Am Dienstag, den 6. Oktober 2009 hatte einer der Deutschkurse der zwölften Klasse die Möglichkeit, die Inszenierung des gefeierten Roman „In seiner frühen Kindheit ein Garten“ von Christoph Hein im Theater Heilbronn hautnah zu erleben. Erzählt wird von dem Vater eines Terroristen, der für seinen Sohn nur eines will: Gerechtigkeit und dabei zunehmend mit den eigenen Werten und Idealen in Konflikt gerät.
„Wenn Sie jetzt bitte alle hier zusammenkommen würden, dann könnte ich mit der Einführung beginnen.“ Die Dramaturgin des Schauspiels, Birte Werner, spricht mit klarer Stimme ins Mikrofon. Die 12. Klasse von Frau Banghard-Jöst und einige andere Deutsch- und Literaturkurse von umliegenden Gymnasien sind anwesend sowie andere hauptsächlich ältere Besucher, die sich jetzt alle gespannt um die lächelnde Dramaturgin versammeln. Man erfährt etwas über das Leben und die Werke von Christoph Hein und später fasst Frau Werner den Inhalt des Buches ein wenig zusammen, da nach kurzem Nachfragen und spärlichen Handzeichen klar geworden ist, dass kaum einer der Theaterbesucher den Roman gelesen hat, geschweige denn über andere Werke von Hein Bescheid weiß. Über das Bühnenbild habe man lange und intensiv nachgedacht, erzählt sie dem Publikum. Das Design von öffentlichen Räumen der 60er und 70er Jahre soll die Kälte und Einsamkeit widerspiegeln, die bei der Familie Zurek eingekehrt sind.
Jetzt wird den Besuchern viel Vergnügen bei der Vorstellung gewünscht und alle bewegen sich in Richtung des Großen Hauses und nehmen ihre Plätze ein. Man merkt, dass dies nur eine Wiederaufnahme des Schauspiels ist, denn die Sitze sind nur zu zwei Dritteln besetzt.
Die Lichter verdunkeln sich und der ausgebleichte, fast senfgelbe Vorhang öffnet sich und gibt den Blick auf ein enorm großes Wohnzimmer mit scheinbar endlosen Ausmaßen frei. Eine eher unbequeme weiße Sitzgarnitur zieht sich von einem Ende der Bühne zum anderen und durch die an den hohen Wänden aufgereihten Büsten antiker und moderner Intellektueller wird der Anschein erweckt, als wachten diese über das Geschehen auf der Bühne. Das Stück beginnt mit dem Geräusch des raschen Tippens einer Schreibmaschine. Das Publikum wird sehr still und konzentriert sich auf das alte Ehepaar, das an verschiedenen Enden des aulaartigen Wohnzimmers sitzt. Von jetzt an wird detailliert die Geschichte der pensionierten Eheleute Zurek erzählt, die mit den illegalen Machenschaften und dem letztendlichen Tod ihres Sohnes durch einen Polizisten konfrontiert werden und den Kampf um Gerechtigkeit für ihren Jüngsten aufnehmen.
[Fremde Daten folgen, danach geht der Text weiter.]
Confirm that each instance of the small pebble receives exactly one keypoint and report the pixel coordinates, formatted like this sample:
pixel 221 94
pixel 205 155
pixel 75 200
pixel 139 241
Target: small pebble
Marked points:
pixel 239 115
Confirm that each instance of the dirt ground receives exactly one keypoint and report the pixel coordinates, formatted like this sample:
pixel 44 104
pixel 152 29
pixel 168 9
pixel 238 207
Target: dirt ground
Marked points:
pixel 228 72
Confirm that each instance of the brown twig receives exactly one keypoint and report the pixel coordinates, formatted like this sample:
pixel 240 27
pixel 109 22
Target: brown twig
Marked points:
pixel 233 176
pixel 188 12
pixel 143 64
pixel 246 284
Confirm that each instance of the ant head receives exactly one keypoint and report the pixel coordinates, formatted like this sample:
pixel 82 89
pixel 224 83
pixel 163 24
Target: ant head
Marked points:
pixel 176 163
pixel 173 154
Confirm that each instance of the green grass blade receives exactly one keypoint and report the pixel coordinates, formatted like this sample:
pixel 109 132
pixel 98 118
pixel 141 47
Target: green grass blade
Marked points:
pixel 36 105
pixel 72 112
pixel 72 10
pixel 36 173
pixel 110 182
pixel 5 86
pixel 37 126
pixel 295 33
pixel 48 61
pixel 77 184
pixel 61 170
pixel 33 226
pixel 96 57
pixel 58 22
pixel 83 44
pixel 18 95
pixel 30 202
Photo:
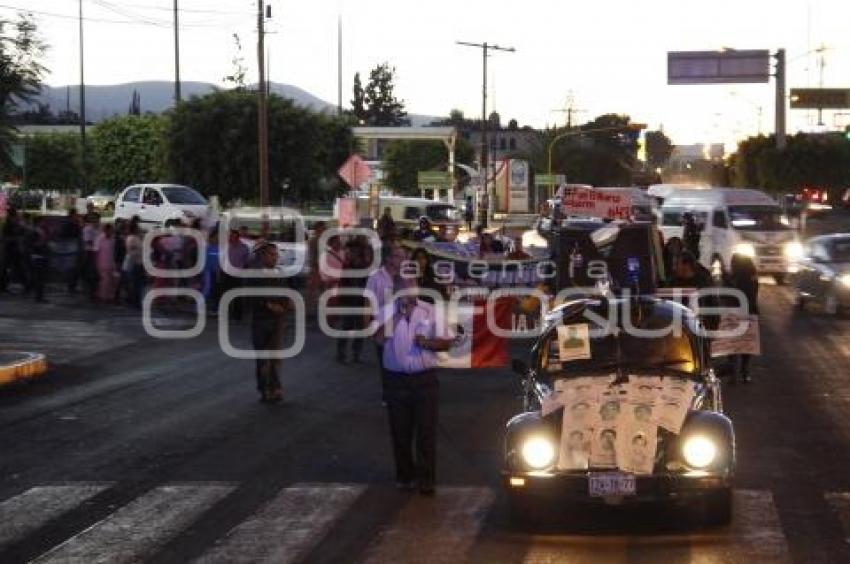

Die Polizei und alle anderen Beteiligten verschleiern den Fall auf höchst verdächtige Weise, und die Familie weiß bald nicht mehr, wem noch zu trauen ist. Vor allem Richard Zurek hat schwer mit der Ungerechtigkeit des Staatssystems zu kämpfen, dem er Jahrzehntelang vertraut hat, und entbindet sich deshalb von seinem Amtseid, den er als Schulleiter geleistet hat.
Nach der zwei Stunden langen Vorstellung setzen sich alle Schüler, die Lehrer, die Dramaturgin Birte Werner, der Intendant Axel Vornam sowie der Großteil der Schauspieler zusammen. Es werden Fragen gestellt, sowohl von Schülerseite als auch von der der Regisseure, Antworten gegeben und viel diskutiert. Einige der Jugendlichen hatten die Beziehung zwischen den Eheleuten Zurek anders verstanden und fragten nach dem Grund, warum der tote Sohn in dieser Interpretation auf der Bühne war, das Geschehen beobachtete und in der Rolle eines Journalisten alles kommentierte. Es wurde darüber diskutiert, warum die Regisseure gerade dieses Stück gewählt hätten, worauf entgegnet wurde, das Besondere an diesem Roman sei, dass ein Stück deutsche Geschichte aus einem völlig neutralen, aber intellektuellem Standpunkt betrachtet wird. Auch ermutigte Herr Vornam die Schüler wiederholt, nicht immer alles, was in diesem Land und der Welt geschähe, einfach so hinzunehmen, sondern alles permanent zu hinterfragen. Genau das will auch Christoph Hein mit seinem Roman sagen: Wer akzeptiert, der verliert.